One reality that Netflix is only more recently learning to accept and face is competition. In its incipient as well as maturity phase, Netflix didn’t have to fight off much competition from rival streaming platforms. However, in the last couple of years specifically, others have started gaining a foothold in the online streaming market: Amazon, HBO, Apple TV and Disney to just name the biggest ones. And, what these competitors have done is to position themselves as much cheaper alternatives to Netflix. Amazon Prime is coupled with Prime’s other benefits in terms of goods delivery. HBO Max, while not exceling in volume, offers very high quality content. Disney Plus definitely has the better library when it comes to animation films, and banked its rise on Star Wars – and Baby Yoda more specifically. Apple TV is fresh from winning the Best Picture Oscar for CODA, a feat that Netflix is yet to replicate despite being around for much longer. All of these are important considerations that might have provided more attractive packages to different target audiences – price, quality and genre sensitive ones.

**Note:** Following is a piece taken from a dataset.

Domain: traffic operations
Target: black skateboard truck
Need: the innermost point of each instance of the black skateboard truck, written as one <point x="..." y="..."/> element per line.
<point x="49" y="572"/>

❝Is their current asking price really that high?❞
How much of a pickle is Netflix really in? Enough to consider some radical changes – or rather, extras. In terms of password sharing, they are currently running a pilot project in Costa Rica, Chile and Peru, and depending on the results they might choose to roll out similar methods worldwide. They want a better and smoother user experience, and thus they already introduced the double like button in order to further improve the recommendation algorithm. Most importantly, they want to keep investing heavily in quality productions, and for that reason they want to go in for the big bucks: advertisements within the platform. Of course, they are by no means the only ones considering such an extra subscription model – virtually all platforms, apart from Apple TV, have announced plans to tap into this. This would allow Netflix to charge a significantly lower price for this type of subscription, thus catering to the more price-sensitive users who would still want to benefit from the huge library that Netflix boasts – which current competitors cannot really replicate. One may ask, is their current asking price really that high? I would say absolutely not, considering that it offers unlimited entertainment, especially if we compare it to the price of a dinner out, a cinema ticket or a Spotify subscription. Where will it go, in the end – we can only wait and see.